Very different seasons of waiting…but none the less it’s waiting…

Rob Bell writes about advent, and this screamed at me this morning when I read it:

Advent confronts this corrosion of the heart with the insistence that God has not abandoned the world, hope is real and something is coming.

Advent charges into the temple of cynicism with a whip of hope, overturning the tables of despair, driving out the priests of that jaded cult, announcing there’s a new day and it’s not like the one that came before it.

“The not yet will be worth it,” Advent whispers in the dark.

Old man Simeon stands in the temple, holding the Christ child, rejoicing that now he can die because what he’d been waiting for actually arrived.

And so each December (though Advent starts the last Sunday of November this year), we enter into a season of waiting, expecting, longing.
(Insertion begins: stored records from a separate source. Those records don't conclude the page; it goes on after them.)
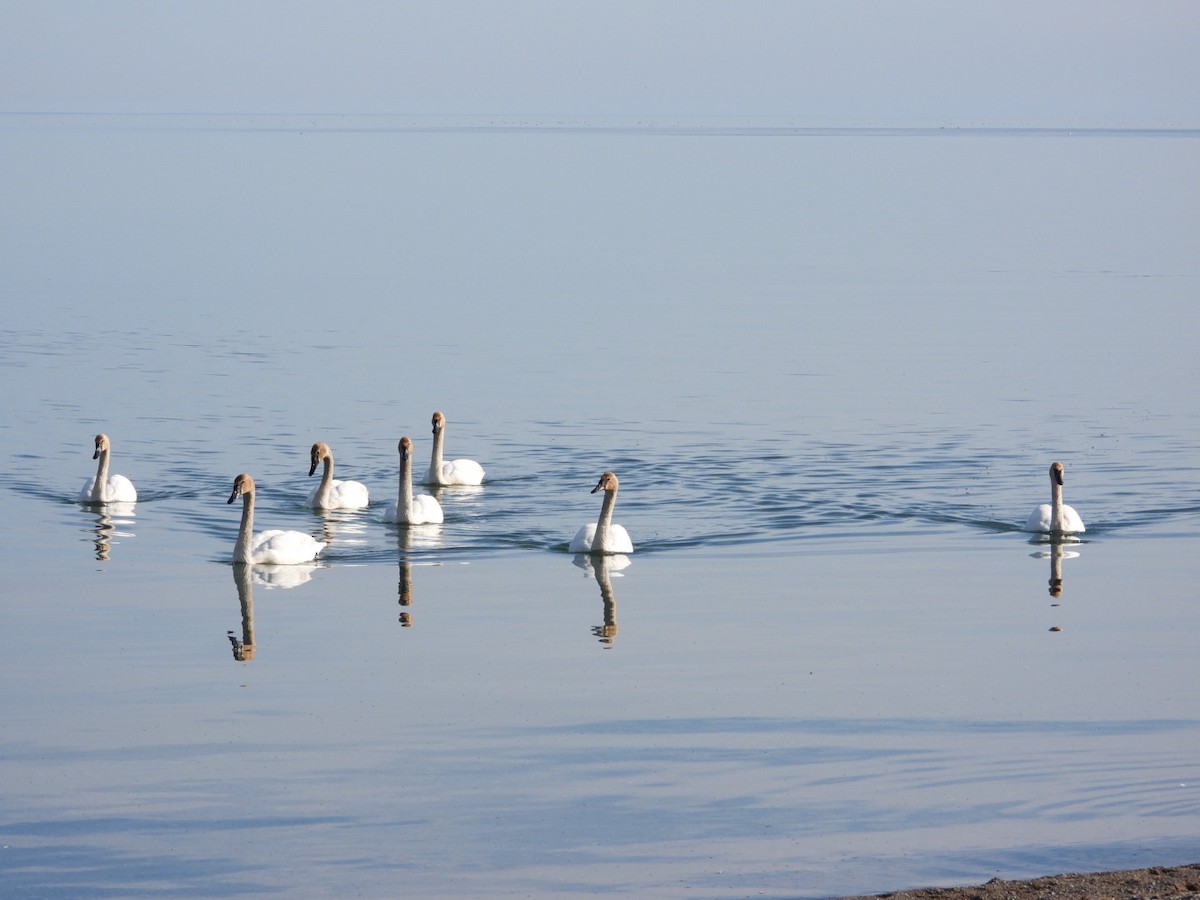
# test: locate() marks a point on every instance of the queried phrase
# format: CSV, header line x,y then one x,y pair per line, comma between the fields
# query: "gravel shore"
x,y
1180,882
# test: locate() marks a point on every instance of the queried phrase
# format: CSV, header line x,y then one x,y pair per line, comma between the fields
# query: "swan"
x,y
105,487
275,547
456,472
333,493
603,537
1055,517
407,509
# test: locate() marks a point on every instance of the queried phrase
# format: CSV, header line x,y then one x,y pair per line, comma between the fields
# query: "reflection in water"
x,y
603,568
245,576
108,517
1056,553
405,589
244,649
408,537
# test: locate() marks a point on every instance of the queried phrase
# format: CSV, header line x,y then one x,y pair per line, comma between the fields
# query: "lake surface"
x,y
831,369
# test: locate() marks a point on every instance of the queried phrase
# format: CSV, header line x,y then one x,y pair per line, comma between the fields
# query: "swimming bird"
x,y
1055,517
275,547
407,509
455,472
333,493
603,537
103,487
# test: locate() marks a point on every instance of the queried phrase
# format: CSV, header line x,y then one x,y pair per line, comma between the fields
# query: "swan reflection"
x,y
244,648
245,576
107,526
1056,555
405,591
409,537
603,568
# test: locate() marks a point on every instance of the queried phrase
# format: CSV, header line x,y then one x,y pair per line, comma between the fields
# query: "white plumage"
x,y
103,487
455,472
274,547
407,509
1055,517
603,537
331,493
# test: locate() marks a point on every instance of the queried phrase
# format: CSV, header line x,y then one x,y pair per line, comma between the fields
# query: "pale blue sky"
x,y
929,59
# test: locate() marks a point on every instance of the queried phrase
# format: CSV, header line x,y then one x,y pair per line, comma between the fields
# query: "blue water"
x,y
831,371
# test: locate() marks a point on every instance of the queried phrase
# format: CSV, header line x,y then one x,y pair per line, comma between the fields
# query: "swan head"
x,y
607,483
319,451
243,485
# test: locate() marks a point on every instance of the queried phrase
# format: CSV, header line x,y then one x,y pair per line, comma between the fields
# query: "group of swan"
x,y
281,547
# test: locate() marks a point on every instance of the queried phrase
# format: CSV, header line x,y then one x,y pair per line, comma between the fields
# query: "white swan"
x,y
604,537
455,472
333,493
103,487
407,509
275,547
1055,517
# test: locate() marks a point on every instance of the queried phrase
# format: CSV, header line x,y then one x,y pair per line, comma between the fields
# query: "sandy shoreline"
x,y
1181,882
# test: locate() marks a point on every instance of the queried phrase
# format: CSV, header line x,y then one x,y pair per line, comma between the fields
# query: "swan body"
x,y
331,493
274,547
407,509
455,472
103,487
1055,517
603,537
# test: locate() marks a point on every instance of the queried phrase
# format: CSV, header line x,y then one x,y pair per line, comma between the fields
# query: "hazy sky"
x,y
955,59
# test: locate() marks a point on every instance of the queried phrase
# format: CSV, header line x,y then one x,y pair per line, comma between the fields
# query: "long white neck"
x,y
600,540
1056,522
100,489
327,483
405,498
241,549
435,474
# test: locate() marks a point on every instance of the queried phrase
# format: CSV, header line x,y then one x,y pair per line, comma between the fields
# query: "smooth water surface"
x,y
831,370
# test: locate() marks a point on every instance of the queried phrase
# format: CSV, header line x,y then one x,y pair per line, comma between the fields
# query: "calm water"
x,y
831,370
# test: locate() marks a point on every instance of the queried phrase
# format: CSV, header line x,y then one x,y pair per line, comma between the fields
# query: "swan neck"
x,y
405,498
100,490
435,474
601,537
241,549
327,481
1055,505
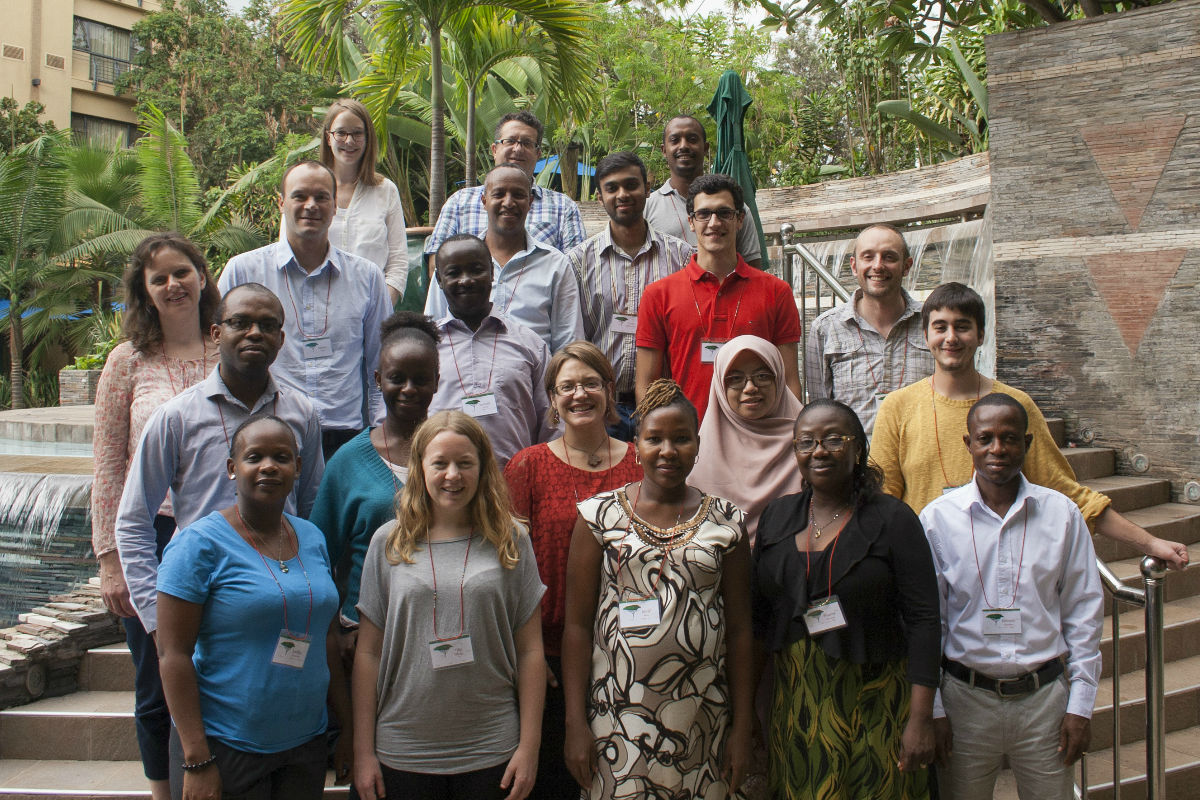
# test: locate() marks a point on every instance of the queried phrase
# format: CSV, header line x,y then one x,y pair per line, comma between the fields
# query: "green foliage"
x,y
19,125
225,82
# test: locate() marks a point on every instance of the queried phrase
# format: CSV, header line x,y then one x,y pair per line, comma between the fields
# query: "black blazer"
x,y
883,577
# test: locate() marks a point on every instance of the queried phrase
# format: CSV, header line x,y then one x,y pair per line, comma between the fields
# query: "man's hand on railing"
x,y
1074,737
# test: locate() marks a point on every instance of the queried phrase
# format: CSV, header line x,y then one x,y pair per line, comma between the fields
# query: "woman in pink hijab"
x,y
745,441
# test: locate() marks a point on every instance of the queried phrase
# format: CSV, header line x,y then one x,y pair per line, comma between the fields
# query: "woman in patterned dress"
x,y
547,481
657,648
855,675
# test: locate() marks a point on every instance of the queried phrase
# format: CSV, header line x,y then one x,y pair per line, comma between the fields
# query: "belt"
x,y
1026,684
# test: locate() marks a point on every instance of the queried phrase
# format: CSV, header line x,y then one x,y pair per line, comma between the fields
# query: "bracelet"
x,y
198,765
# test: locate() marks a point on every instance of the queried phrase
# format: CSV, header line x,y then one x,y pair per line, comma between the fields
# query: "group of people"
x,y
558,533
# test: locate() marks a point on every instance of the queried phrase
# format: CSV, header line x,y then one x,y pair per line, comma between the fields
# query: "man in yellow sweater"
x,y
918,432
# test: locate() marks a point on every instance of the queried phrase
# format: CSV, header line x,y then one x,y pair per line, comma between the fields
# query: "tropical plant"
x,y
403,30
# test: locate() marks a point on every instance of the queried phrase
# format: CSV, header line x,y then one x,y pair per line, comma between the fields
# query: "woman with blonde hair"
x,y
370,220
449,673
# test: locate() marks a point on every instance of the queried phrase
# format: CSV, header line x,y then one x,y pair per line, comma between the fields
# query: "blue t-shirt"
x,y
247,702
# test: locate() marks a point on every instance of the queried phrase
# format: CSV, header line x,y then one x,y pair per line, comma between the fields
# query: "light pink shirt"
x,y
131,388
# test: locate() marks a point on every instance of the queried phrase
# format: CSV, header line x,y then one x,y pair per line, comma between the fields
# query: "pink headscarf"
x,y
749,462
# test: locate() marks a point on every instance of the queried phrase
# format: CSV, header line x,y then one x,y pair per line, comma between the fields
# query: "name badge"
x,y
479,404
623,323
825,615
1001,620
451,653
321,348
646,612
291,650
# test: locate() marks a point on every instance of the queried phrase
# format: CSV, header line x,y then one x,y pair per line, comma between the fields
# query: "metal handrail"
x,y
1151,599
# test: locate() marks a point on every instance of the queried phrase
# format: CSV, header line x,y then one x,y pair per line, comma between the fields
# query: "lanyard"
x,y
491,371
708,331
329,287
883,364
462,581
279,585
275,405
937,439
808,552
1025,529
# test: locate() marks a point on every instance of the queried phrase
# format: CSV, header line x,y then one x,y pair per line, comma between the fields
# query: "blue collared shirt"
x,y
553,217
184,450
537,288
343,301
503,358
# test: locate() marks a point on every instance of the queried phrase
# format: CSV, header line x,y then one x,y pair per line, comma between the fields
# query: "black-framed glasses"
x,y
565,389
509,142
725,214
738,380
241,324
832,443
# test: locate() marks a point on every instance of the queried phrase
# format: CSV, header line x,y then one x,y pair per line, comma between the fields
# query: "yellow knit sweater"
x,y
918,444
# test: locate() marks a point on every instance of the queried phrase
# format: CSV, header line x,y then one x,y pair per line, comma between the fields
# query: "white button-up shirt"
x,y
537,288
345,300
1054,583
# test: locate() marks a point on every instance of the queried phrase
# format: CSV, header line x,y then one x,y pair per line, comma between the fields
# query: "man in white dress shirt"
x,y
1021,615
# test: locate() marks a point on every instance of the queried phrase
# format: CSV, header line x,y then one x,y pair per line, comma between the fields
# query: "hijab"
x,y
749,462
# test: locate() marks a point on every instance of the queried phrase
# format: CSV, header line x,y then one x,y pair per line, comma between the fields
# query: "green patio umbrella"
x,y
729,108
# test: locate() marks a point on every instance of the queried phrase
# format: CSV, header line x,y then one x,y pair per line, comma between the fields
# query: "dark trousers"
x,y
150,715
479,785
295,774
555,781
331,439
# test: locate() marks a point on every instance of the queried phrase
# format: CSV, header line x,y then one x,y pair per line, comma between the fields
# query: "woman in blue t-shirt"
x,y
245,639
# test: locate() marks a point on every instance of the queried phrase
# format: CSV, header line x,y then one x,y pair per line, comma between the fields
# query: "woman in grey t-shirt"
x,y
449,673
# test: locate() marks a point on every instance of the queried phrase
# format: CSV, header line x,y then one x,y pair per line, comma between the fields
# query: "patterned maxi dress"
x,y
659,702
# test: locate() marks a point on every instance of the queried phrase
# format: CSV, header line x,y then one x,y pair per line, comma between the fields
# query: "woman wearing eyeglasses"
x,y
547,481
745,440
846,600
370,221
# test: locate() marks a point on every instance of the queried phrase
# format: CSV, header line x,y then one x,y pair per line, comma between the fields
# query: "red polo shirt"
x,y
691,306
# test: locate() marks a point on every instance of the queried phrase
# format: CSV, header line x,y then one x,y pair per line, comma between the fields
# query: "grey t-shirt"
x,y
457,719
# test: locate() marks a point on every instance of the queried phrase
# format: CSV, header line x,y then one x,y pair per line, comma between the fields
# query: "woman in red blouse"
x,y
546,482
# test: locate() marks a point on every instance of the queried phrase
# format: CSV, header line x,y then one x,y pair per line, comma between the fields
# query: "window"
x,y
101,132
112,49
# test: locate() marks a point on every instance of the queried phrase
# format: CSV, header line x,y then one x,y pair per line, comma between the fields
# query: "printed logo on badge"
x,y
291,650
451,653
479,404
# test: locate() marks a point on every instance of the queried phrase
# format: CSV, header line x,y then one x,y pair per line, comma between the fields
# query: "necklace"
x,y
820,529
258,543
593,457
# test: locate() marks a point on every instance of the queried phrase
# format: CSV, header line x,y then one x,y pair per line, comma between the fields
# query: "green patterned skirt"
x,y
835,729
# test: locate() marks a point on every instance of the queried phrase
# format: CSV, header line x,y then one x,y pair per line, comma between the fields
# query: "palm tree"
x,y
315,30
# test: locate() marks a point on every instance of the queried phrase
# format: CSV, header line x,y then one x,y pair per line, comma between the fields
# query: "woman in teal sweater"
x,y
359,488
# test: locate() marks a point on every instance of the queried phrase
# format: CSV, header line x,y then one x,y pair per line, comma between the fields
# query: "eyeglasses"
x,y
760,379
591,385
705,215
268,326
528,144
832,443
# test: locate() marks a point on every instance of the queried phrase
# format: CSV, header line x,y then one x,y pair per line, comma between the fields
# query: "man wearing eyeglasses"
x,y
552,218
685,317
685,148
185,444
336,302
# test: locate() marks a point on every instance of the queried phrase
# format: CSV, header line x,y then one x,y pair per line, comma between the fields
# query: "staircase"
x,y
81,746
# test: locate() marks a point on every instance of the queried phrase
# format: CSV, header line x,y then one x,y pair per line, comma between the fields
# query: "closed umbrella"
x,y
729,108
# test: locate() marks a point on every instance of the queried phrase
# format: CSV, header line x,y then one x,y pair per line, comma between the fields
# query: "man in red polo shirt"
x,y
685,317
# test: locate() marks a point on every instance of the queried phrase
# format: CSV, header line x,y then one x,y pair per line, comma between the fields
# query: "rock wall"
x,y
1096,208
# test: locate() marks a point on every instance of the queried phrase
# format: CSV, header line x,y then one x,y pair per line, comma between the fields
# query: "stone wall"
x,y
1096,208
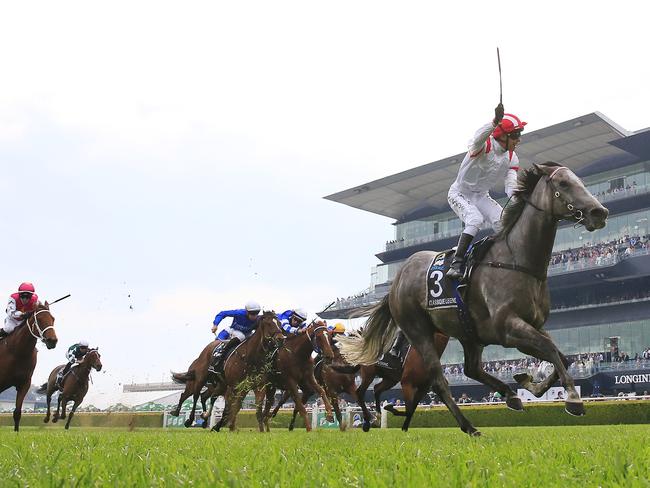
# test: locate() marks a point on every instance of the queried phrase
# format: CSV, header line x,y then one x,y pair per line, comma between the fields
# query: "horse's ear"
x,y
547,168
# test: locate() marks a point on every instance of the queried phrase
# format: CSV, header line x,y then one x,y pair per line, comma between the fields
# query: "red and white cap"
x,y
510,123
26,288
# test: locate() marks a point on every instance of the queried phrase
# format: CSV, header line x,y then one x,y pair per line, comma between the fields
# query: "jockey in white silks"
x,y
491,158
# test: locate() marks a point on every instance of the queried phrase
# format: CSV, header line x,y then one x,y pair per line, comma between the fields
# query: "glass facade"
x,y
633,337
606,186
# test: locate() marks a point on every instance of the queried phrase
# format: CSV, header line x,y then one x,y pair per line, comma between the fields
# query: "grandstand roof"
x,y
578,143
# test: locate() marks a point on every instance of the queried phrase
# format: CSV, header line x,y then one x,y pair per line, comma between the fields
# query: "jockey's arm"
x,y
12,312
477,142
511,176
222,315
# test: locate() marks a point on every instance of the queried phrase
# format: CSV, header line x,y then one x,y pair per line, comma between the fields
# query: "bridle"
x,y
574,213
41,332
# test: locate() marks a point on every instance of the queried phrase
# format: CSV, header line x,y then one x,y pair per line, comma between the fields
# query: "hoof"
x,y
389,407
577,409
522,378
514,403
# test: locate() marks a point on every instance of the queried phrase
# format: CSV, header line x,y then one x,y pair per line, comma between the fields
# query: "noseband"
x,y
574,212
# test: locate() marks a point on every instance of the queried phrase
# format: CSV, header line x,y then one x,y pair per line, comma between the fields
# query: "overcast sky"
x,y
162,161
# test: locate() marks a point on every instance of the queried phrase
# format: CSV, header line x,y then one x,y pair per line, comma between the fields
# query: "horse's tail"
x,y
183,378
377,337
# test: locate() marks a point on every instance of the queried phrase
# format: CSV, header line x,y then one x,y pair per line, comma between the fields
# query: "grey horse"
x,y
507,296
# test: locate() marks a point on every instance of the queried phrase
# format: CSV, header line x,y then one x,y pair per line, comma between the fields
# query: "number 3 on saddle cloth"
x,y
443,292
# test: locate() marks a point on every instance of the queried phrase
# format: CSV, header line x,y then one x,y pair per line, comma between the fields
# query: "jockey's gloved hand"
x,y
498,114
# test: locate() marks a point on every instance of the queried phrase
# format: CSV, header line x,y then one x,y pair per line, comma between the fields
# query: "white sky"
x,y
178,152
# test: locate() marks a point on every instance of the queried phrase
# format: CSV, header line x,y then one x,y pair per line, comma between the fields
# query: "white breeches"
x,y
474,209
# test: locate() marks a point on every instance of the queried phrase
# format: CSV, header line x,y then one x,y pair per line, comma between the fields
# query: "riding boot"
x,y
220,353
455,272
397,345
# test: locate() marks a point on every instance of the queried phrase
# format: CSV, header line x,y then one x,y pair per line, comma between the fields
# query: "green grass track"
x,y
503,456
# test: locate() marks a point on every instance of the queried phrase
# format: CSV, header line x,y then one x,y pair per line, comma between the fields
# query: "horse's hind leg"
x,y
55,417
189,387
72,411
530,341
474,369
18,411
48,401
525,380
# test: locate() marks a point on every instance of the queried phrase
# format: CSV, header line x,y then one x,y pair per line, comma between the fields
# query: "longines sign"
x,y
625,379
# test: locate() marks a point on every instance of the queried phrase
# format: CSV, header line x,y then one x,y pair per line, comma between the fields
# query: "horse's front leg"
x,y
72,411
530,341
474,369
311,381
525,380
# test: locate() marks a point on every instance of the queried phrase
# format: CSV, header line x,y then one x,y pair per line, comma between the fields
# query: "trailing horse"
x,y
334,383
245,366
18,354
74,386
507,296
293,368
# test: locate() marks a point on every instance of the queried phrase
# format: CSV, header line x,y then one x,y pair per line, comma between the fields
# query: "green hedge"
x,y
128,420
597,413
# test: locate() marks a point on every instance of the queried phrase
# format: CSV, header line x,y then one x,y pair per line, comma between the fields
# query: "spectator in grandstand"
x,y
491,157
20,304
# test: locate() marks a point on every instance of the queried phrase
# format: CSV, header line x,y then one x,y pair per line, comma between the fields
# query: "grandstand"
x,y
599,282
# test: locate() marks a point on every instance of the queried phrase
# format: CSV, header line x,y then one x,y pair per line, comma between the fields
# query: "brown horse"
x,y
334,383
294,368
18,354
415,384
74,386
245,365
195,380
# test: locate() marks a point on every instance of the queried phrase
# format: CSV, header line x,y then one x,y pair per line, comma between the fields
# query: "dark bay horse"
x,y
73,388
246,366
18,354
507,297
335,383
412,376
294,368
194,379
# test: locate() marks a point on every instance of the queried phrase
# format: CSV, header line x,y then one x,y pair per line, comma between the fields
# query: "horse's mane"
x,y
526,182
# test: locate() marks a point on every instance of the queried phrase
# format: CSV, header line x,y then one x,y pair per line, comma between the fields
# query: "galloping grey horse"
x,y
507,298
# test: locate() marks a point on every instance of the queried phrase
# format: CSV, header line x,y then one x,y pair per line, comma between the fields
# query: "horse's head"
x,y
40,324
562,194
93,358
269,325
320,338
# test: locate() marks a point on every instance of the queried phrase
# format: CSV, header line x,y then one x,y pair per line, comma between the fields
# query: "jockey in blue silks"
x,y
243,325
293,321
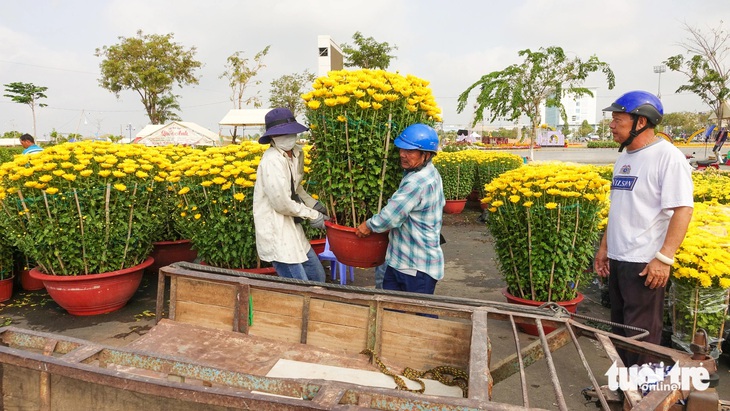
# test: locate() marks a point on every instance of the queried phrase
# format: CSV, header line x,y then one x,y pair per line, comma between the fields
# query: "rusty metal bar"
x,y
160,305
632,396
551,367
305,319
480,385
523,377
530,354
599,392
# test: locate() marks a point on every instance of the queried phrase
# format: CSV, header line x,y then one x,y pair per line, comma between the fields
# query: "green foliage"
x,y
457,174
149,64
286,91
544,219
602,144
544,76
26,93
694,307
704,64
367,53
354,118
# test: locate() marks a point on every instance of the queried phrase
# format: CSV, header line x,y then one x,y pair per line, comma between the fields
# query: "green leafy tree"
x,y
286,90
150,64
27,93
705,65
167,106
240,76
681,122
367,53
546,75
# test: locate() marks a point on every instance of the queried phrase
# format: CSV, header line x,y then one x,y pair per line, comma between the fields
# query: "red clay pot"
x,y
571,306
168,252
6,289
454,206
354,251
29,283
93,294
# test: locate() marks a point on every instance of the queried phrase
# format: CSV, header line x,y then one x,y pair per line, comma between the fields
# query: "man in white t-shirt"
x,y
651,207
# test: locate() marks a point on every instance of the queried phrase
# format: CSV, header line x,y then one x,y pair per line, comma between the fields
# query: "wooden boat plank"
x,y
236,351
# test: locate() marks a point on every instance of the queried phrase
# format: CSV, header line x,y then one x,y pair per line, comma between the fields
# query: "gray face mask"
x,y
286,142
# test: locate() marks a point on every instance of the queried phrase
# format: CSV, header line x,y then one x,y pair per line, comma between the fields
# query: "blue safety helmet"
x,y
418,137
641,103
638,103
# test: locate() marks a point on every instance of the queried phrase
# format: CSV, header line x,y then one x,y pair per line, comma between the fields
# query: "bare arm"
x,y
656,272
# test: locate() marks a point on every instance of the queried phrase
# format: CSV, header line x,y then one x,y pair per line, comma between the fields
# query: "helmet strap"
x,y
420,167
634,132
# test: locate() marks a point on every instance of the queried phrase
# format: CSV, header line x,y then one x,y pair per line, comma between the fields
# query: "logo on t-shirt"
x,y
623,183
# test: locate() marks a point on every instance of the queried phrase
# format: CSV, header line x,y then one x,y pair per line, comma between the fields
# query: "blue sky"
x,y
51,43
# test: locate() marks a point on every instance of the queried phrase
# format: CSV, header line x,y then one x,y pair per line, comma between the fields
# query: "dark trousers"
x,y
420,283
633,303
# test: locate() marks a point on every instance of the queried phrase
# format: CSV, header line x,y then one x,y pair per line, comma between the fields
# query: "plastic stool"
x,y
336,266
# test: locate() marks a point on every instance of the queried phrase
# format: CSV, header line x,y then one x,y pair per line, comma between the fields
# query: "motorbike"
x,y
700,165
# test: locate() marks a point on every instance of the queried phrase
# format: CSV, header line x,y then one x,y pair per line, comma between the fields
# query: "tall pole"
x,y
659,70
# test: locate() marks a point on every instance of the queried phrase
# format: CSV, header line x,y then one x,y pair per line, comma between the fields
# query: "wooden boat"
x,y
226,340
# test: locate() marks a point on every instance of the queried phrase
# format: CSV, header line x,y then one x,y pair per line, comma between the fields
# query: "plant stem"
x,y
349,169
129,228
529,252
552,268
81,226
385,162
106,226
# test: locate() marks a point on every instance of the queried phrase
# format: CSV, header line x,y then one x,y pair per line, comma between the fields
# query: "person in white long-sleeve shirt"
x,y
281,205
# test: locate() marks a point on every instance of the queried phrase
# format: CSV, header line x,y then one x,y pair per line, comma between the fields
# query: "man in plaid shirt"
x,y
413,215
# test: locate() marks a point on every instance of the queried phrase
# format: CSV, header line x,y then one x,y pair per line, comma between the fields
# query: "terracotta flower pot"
x,y
355,251
29,283
93,294
6,289
454,206
571,306
168,252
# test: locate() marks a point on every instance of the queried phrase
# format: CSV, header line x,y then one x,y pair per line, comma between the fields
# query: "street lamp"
x,y
130,128
659,70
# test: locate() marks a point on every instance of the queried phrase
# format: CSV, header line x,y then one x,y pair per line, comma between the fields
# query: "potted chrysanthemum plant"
x,y
82,211
544,219
354,117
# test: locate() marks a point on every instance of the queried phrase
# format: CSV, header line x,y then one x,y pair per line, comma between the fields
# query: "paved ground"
x,y
470,272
Spirit meets us in the ache.

We ask God to enter into the deepest places of cynicism, bitterness and hardness where we have stopped believing that tomorrow can be better than today.

We open up. We soften up. We turn our hearts in the direction of that day. That day when the baby cries His first cry and we, surrounded by shepherds and angels and everybody in between, celebrate that sound in time that brings our Spirits what we’ve been longing for.

The theme to the Christmas services at the church that I work at revolves around the idea of wishing for the impossible. And I can’t help but think about the people that will come onto our campus this season who are waiting and wishing for a miracle. What they are waiting for is Christ. 

So today, that is why I love Advent. It reminds me that Christ is coming, just wait and be confident that “the not yet will be worth it”.